Matt Hackmann

MattHackmann

The thoughts and goings-on of some programmer dude.

Fun with Load Balancers and Running on Lean Disk Space

A while back, I spun up a new server and threw a load balancer on top of it and my existing server. The primary reason at the time was to allow cdn.awwni.me to continue to run while Linode performed some mandatory maintenance on the original server (we'll call it "Chitoge"). The size of that directory at the time was somewhere around 100GB; my new server (we'll call that one "Taiga") has something like 20GB of total space. Obviously, I couldn't clone from Chitoge to Taiga, so I got a little clever. Using some fun around the hosts file, the nginx site config, and a small PHP script, when a file can't be found locally, it'd be retrieved from the Amazon S3 store I use as long term backup. S3 is slow, though, so I later changed it to pull directly from Chitoge. This helped both with speed and didn't count against traffic since internal network traffic is free. In a bout of laziness, instead of opening a connection to that server via IP and hand massaging the 'Host' header of the request (or mounting some sort of file share), I just host overrode cdn.awwni.me on Taiga to point to Chitoge. Everything worked great.

Last night, knowing that I was soon to exhaust space on Chitoge (a thing that has happened on more than one occasion), I decided to convert it over to the same setup as Taiga. This would allow me to kill dozens of gigabytes of locally stored images and extend the life of my server plan at least a couple of years.

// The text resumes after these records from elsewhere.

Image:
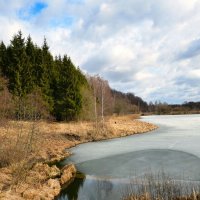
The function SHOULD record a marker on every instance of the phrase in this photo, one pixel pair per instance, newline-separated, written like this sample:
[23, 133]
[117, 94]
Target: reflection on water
[108, 178]
[72, 191]
[109, 166]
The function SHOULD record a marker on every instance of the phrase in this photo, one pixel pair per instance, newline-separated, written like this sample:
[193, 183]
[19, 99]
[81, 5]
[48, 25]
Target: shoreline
[45, 180]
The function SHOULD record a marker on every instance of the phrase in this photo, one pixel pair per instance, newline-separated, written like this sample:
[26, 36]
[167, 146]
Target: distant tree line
[33, 81]
[163, 108]
[30, 69]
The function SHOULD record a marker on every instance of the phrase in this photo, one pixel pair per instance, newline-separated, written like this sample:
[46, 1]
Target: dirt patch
[43, 180]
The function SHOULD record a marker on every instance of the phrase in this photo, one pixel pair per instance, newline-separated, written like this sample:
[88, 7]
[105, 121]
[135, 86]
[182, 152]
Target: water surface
[110, 165]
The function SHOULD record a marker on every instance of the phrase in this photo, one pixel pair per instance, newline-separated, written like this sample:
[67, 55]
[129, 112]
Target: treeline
[33, 82]
[164, 108]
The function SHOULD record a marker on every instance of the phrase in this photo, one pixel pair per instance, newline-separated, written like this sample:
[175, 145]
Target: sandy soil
[43, 180]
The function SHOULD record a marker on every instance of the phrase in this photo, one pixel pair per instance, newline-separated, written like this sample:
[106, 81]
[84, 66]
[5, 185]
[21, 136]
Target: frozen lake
[173, 148]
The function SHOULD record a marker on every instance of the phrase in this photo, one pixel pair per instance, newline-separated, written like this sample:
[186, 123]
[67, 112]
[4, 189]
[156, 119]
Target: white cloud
[138, 45]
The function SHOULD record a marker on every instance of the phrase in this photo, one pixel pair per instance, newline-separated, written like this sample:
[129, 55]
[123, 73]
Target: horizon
[143, 47]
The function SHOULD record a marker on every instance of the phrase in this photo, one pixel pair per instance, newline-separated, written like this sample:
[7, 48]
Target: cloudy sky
[148, 47]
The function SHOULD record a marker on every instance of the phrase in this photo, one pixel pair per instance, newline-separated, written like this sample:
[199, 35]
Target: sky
[148, 47]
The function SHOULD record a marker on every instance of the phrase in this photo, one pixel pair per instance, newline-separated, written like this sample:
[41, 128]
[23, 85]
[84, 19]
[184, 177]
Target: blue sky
[148, 47]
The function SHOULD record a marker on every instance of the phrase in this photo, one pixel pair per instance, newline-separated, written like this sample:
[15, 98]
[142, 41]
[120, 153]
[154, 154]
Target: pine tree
[3, 70]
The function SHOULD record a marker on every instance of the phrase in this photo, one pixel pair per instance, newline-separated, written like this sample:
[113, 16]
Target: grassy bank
[29, 149]
[161, 187]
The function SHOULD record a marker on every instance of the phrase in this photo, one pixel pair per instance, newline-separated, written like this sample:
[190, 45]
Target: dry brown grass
[161, 187]
[24, 143]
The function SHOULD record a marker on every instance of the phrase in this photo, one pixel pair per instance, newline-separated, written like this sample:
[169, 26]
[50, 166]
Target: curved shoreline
[56, 138]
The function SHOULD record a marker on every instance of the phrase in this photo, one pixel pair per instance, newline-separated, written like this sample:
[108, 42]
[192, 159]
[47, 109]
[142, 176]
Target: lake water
[108, 166]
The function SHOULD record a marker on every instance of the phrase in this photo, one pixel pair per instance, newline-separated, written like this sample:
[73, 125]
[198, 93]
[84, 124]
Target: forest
[33, 82]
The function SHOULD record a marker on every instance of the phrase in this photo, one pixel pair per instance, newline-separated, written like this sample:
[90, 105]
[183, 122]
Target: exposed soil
[43, 180]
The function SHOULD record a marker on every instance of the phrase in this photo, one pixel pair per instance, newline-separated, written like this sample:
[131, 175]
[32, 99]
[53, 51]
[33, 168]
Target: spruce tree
[2, 59]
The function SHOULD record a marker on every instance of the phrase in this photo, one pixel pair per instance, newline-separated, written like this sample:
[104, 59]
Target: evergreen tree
[18, 62]
[2, 59]
[67, 94]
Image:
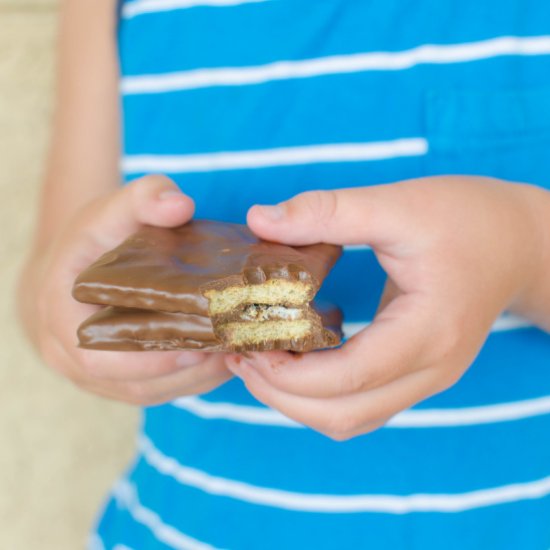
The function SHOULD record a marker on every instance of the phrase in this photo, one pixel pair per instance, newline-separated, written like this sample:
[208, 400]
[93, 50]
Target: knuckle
[321, 205]
[338, 436]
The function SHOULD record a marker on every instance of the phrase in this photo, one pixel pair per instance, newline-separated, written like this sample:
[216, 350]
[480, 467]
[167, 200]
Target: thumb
[151, 200]
[367, 215]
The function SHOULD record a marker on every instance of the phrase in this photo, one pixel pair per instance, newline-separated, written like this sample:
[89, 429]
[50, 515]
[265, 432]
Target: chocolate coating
[121, 329]
[124, 329]
[169, 269]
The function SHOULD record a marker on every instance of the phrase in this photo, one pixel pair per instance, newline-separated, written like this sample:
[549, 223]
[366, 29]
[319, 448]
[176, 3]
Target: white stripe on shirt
[428, 54]
[125, 494]
[284, 156]
[323, 503]
[140, 7]
[412, 418]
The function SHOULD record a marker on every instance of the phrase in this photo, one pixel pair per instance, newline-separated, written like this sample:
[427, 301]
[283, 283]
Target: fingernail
[273, 213]
[169, 193]
[189, 358]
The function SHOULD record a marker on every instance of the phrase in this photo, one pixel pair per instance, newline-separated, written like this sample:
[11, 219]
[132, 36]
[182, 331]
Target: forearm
[84, 145]
[534, 302]
[84, 150]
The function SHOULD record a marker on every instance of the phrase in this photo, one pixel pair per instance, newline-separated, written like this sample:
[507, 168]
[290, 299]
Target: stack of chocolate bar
[208, 286]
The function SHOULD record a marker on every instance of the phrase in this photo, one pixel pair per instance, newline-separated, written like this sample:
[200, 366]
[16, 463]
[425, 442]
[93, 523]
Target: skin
[459, 250]
[84, 212]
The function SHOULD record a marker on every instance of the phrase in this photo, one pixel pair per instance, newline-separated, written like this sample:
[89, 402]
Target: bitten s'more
[208, 285]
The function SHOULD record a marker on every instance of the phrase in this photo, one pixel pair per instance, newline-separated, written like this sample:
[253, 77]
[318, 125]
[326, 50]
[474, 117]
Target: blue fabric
[485, 116]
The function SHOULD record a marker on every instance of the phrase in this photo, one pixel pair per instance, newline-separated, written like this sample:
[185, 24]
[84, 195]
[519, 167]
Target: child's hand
[52, 315]
[457, 250]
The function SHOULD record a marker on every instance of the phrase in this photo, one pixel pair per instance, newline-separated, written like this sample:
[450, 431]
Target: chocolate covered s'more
[207, 285]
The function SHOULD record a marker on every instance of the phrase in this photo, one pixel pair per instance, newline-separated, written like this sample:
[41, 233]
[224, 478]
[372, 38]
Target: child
[247, 102]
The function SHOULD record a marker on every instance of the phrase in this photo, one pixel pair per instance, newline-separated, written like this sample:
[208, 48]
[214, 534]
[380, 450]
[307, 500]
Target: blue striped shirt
[247, 101]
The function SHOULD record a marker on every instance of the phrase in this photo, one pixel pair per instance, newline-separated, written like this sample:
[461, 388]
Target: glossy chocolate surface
[123, 329]
[168, 269]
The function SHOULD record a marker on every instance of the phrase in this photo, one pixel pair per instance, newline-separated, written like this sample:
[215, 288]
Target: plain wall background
[60, 449]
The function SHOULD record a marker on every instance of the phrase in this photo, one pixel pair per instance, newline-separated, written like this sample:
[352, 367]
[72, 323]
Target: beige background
[59, 448]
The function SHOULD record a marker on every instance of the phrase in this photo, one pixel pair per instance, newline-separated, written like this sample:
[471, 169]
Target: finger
[195, 380]
[192, 380]
[375, 215]
[152, 200]
[393, 346]
[391, 291]
[344, 417]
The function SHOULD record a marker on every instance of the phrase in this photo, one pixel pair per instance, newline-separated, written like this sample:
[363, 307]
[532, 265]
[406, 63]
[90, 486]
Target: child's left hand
[457, 251]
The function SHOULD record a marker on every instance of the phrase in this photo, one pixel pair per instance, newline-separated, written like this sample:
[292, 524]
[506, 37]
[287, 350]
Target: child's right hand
[52, 316]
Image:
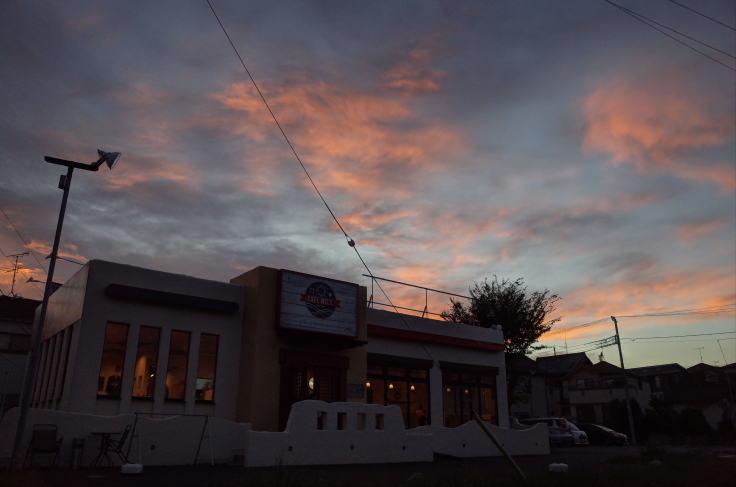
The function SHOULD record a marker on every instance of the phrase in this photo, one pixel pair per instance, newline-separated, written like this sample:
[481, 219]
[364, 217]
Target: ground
[589, 466]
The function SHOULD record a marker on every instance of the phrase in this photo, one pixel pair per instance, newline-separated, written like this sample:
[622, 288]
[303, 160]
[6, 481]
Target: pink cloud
[657, 126]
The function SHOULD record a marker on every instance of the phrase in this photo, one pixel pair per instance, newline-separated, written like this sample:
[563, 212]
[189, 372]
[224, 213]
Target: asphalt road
[577, 458]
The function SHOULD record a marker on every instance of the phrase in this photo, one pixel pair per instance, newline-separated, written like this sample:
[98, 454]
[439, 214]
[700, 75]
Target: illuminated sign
[317, 304]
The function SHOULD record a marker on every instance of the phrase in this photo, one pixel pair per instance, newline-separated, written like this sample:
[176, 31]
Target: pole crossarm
[76, 165]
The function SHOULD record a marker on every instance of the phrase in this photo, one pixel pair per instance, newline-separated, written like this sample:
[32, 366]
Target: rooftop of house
[20, 310]
[561, 364]
[659, 369]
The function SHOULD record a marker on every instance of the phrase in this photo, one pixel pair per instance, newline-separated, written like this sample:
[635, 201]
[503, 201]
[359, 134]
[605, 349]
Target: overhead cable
[350, 241]
[702, 15]
[641, 19]
[24, 240]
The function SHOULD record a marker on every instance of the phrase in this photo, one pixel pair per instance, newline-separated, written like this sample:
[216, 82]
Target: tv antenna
[17, 265]
[700, 349]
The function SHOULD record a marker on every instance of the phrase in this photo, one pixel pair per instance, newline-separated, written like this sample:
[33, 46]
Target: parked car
[579, 436]
[559, 429]
[600, 435]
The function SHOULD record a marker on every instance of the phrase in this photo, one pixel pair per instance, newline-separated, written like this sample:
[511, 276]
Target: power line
[350, 241]
[24, 241]
[680, 336]
[21, 270]
[673, 30]
[723, 308]
[639, 18]
[702, 15]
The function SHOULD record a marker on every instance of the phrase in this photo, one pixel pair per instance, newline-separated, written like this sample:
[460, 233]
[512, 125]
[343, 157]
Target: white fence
[320, 433]
[168, 440]
[469, 440]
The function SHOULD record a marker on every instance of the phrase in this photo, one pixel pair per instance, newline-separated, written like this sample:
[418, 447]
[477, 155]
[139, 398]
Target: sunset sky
[565, 143]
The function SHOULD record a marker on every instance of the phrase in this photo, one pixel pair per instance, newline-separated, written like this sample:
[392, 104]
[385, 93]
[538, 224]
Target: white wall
[174, 440]
[80, 394]
[303, 444]
[469, 440]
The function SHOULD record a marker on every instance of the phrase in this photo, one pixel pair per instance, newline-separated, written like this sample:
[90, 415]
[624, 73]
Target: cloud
[643, 289]
[414, 73]
[659, 127]
[690, 231]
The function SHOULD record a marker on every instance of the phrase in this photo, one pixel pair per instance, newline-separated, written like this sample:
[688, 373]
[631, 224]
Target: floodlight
[110, 158]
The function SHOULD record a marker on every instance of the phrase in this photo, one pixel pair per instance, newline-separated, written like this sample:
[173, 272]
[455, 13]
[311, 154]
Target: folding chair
[116, 446]
[44, 440]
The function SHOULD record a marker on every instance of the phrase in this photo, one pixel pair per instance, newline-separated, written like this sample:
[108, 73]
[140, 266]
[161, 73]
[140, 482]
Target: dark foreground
[590, 467]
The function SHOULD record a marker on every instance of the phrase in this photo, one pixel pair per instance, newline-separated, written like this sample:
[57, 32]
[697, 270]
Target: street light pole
[626, 385]
[32, 362]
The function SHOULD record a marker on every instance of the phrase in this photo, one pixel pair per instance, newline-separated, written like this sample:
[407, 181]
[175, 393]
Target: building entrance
[307, 376]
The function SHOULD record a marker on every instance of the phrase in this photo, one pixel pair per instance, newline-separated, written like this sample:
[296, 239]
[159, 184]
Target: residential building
[582, 391]
[121, 339]
[16, 320]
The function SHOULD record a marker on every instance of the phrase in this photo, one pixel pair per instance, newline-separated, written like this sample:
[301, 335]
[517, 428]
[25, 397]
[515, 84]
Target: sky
[565, 143]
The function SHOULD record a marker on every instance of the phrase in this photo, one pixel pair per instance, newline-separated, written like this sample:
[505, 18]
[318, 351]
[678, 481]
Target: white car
[559, 429]
[578, 436]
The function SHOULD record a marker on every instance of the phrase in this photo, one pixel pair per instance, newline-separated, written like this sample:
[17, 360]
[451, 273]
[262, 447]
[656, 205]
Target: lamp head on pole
[109, 158]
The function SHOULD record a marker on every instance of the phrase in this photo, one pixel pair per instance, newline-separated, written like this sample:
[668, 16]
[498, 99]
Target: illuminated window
[464, 393]
[113, 360]
[145, 362]
[176, 371]
[206, 366]
[406, 387]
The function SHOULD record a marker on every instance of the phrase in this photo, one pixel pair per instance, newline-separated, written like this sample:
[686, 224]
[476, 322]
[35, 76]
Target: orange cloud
[692, 231]
[354, 142]
[647, 293]
[655, 124]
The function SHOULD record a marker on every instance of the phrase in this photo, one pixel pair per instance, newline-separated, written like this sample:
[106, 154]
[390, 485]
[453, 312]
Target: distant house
[582, 391]
[666, 380]
[530, 395]
[701, 387]
[16, 320]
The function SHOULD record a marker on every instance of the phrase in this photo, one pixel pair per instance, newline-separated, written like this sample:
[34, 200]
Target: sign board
[356, 391]
[316, 304]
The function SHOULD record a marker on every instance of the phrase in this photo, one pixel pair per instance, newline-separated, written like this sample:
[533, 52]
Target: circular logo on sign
[321, 300]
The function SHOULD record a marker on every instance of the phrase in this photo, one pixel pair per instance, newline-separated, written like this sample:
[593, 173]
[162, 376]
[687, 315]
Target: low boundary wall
[166, 440]
[469, 440]
[320, 433]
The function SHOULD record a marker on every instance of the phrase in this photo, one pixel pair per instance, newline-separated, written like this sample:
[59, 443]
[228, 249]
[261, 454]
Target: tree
[522, 315]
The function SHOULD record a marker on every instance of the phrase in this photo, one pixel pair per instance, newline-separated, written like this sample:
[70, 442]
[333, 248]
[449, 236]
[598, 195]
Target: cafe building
[121, 339]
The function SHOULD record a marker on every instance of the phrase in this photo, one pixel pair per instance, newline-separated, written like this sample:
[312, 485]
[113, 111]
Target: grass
[693, 469]
[676, 470]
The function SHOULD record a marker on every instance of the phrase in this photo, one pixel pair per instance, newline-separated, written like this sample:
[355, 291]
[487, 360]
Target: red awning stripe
[376, 330]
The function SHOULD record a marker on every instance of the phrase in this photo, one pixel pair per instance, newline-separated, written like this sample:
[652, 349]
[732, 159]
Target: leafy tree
[522, 315]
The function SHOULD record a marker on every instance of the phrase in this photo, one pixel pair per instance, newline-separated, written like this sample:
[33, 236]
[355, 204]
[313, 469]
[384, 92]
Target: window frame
[214, 374]
[409, 365]
[137, 356]
[186, 367]
[122, 365]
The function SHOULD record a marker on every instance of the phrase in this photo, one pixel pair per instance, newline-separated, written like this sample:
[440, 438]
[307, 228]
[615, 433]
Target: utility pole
[626, 385]
[700, 349]
[14, 270]
[728, 379]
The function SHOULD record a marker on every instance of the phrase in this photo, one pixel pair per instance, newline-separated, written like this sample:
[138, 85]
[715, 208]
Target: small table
[104, 448]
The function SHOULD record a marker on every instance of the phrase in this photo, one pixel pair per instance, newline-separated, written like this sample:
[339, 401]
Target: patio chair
[44, 440]
[116, 446]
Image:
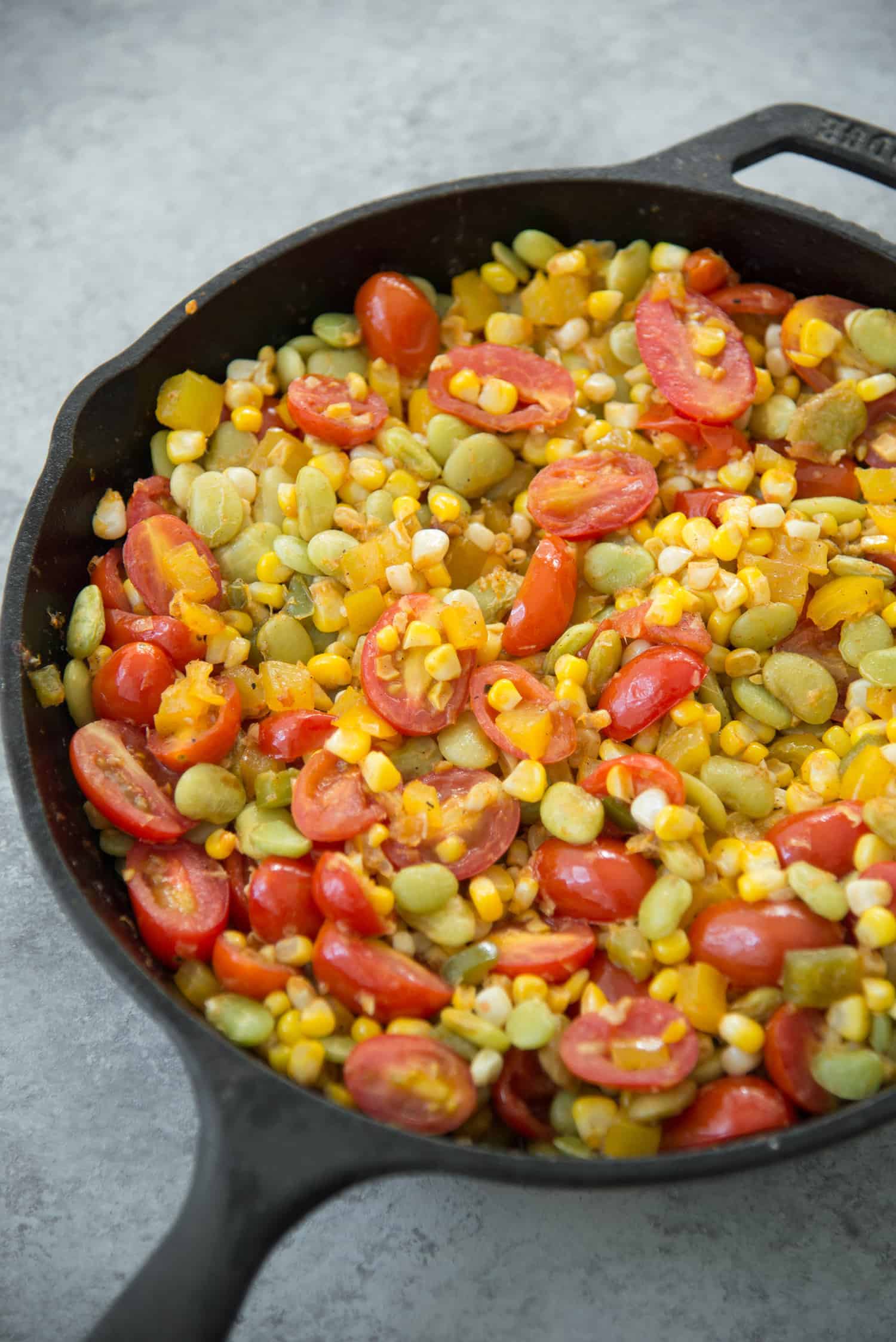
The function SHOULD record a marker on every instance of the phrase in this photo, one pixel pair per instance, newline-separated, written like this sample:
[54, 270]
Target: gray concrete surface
[145, 147]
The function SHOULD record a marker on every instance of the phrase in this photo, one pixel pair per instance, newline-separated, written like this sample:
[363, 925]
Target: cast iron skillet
[269, 1152]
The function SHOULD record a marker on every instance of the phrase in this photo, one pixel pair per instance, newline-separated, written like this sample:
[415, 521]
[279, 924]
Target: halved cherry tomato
[397, 323]
[545, 601]
[690, 632]
[562, 740]
[749, 942]
[826, 837]
[553, 954]
[592, 495]
[487, 834]
[145, 549]
[149, 498]
[597, 1049]
[757, 300]
[522, 1095]
[164, 631]
[599, 882]
[205, 740]
[644, 770]
[125, 783]
[340, 895]
[412, 1082]
[403, 699]
[310, 399]
[731, 1107]
[370, 977]
[242, 969]
[180, 899]
[330, 801]
[791, 1038]
[647, 687]
[706, 270]
[281, 899]
[130, 683]
[547, 392]
[289, 736]
[664, 341]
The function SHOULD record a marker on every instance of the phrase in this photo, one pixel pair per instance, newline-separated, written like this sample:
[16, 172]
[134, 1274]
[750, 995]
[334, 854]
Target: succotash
[489, 699]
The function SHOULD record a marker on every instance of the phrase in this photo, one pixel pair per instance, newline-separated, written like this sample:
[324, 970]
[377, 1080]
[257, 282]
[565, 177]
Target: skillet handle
[784, 128]
[266, 1157]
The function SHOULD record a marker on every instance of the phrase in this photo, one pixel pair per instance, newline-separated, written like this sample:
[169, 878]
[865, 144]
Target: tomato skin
[791, 1036]
[330, 803]
[647, 687]
[116, 772]
[667, 351]
[164, 631]
[562, 742]
[397, 323]
[289, 736]
[545, 601]
[749, 942]
[489, 834]
[826, 837]
[588, 496]
[340, 895]
[354, 971]
[172, 933]
[281, 902]
[547, 391]
[212, 744]
[730, 1107]
[130, 683]
[375, 1077]
[553, 954]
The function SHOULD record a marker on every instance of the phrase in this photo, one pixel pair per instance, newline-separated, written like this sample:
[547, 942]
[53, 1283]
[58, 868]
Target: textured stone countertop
[145, 147]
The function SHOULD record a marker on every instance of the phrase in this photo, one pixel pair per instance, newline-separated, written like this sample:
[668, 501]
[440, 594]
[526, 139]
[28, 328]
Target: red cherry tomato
[164, 631]
[397, 323]
[487, 834]
[145, 549]
[340, 895]
[415, 1083]
[522, 1095]
[205, 741]
[281, 899]
[125, 783]
[646, 772]
[545, 601]
[330, 801]
[664, 341]
[241, 969]
[647, 687]
[562, 740]
[749, 942]
[599, 882]
[289, 736]
[756, 300]
[310, 398]
[370, 977]
[403, 699]
[553, 954]
[588, 496]
[731, 1107]
[130, 683]
[597, 1050]
[547, 391]
[180, 899]
[826, 837]
[791, 1038]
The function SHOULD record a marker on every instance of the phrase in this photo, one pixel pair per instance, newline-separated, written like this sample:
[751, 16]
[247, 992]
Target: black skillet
[269, 1152]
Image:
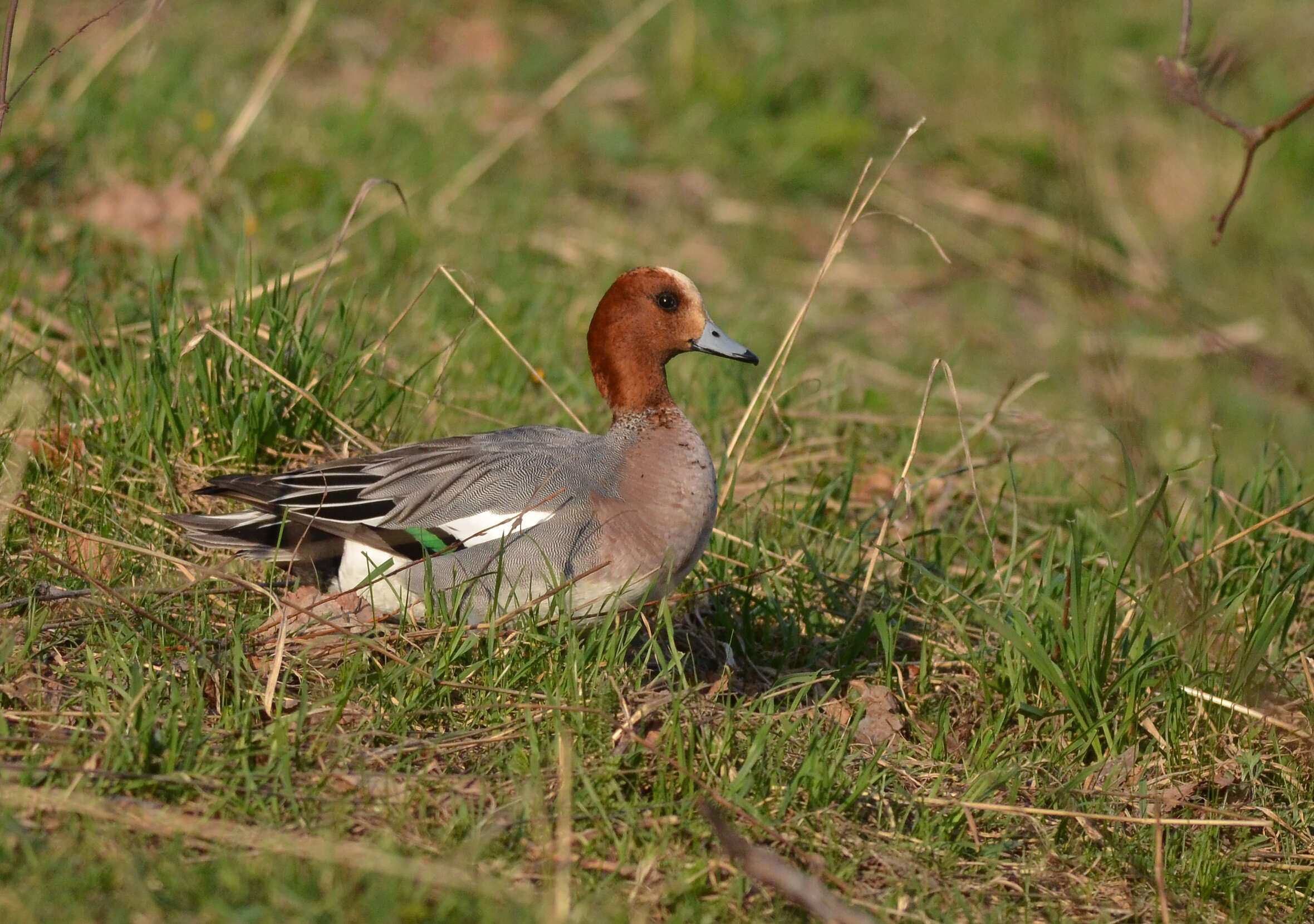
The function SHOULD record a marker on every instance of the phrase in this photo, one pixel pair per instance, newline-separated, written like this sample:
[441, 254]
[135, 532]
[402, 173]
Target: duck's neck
[634, 390]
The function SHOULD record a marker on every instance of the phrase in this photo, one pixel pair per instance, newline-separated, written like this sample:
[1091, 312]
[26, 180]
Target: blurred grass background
[1072, 200]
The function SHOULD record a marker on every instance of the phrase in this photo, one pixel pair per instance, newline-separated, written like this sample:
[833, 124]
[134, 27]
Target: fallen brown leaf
[157, 217]
[96, 559]
[344, 613]
[881, 723]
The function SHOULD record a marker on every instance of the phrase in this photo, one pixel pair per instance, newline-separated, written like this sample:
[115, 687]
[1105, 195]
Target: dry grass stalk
[771, 379]
[261, 90]
[900, 485]
[167, 823]
[1235, 538]
[105, 589]
[342, 425]
[548, 100]
[771, 869]
[534, 372]
[1247, 711]
[280, 282]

Knowing that I was now deleting Taiga's source of truth image store, I changed up the script to check from a pool of servers; first try a local server, then if that fails, go to AWS. That worked fine and, while I was setting this script up on Chitoge, I decided that it should check against Taiga just in case it had a copy before wasting time downloading from AWS.

I got everything set up and started deleting old image files. Everything seemed fine, so I let the deleting continue and went to bed.

When I woke up, I was greeted by many messages in my reddit inbox saying that images were experiencing 50x errors. My initial thought was that I was saturating the CPU/connection with that long running process, so I killed it. I was unable to repro any errors, so I went on my merry way... until somebody new complained. Well, fuck...

To make a long story short, because I had pointed each server to each other, I was creating an infinite network loop whenever an non-local image was requesting. Here it is in traffic logs:

[User Request -> Taiga] GET /the_image.jpg Doesn't exist locally. Retrieving from first server in pool: http://cdn.awwni.me/the_image.jpg (Forced pointing to Chitoge) [Taiga -> Chitoge] GET /the_image.jpg Doesn't exist locally. Retrieving from first server in pool: http://cdn.awwni.me/the_image.jpg (Forced pointing to Taiga) [Chitoge -> Taiga] GET /the_image.jpg Doesn't exist locally. Retrieving from first server in pool: http://cdn.awwni.me/the_image.jpg

So, basically that until the scripts start timing out. Now, in a normal infinite loop, you kill your own process but, generally, should be safe from affecting others. However, here, every time there's a new request, that's potentially a new instance of PHP being spun up because the other instances are deadlocked waiting for data. So, eventually, the entire chain collapses and you start getting orangereds in your reddit inbox.

In the end, I still have Taiga sourcing from Chitoge since all image uploads go directly there and, generally, Chitoge will have a copy of the file. Chitoge will always take the AWS hit when a file doesn't exist to avoid this loop scenario. There are many ways I could avoid this scenario entirely, but for now, this set up is getting the job done.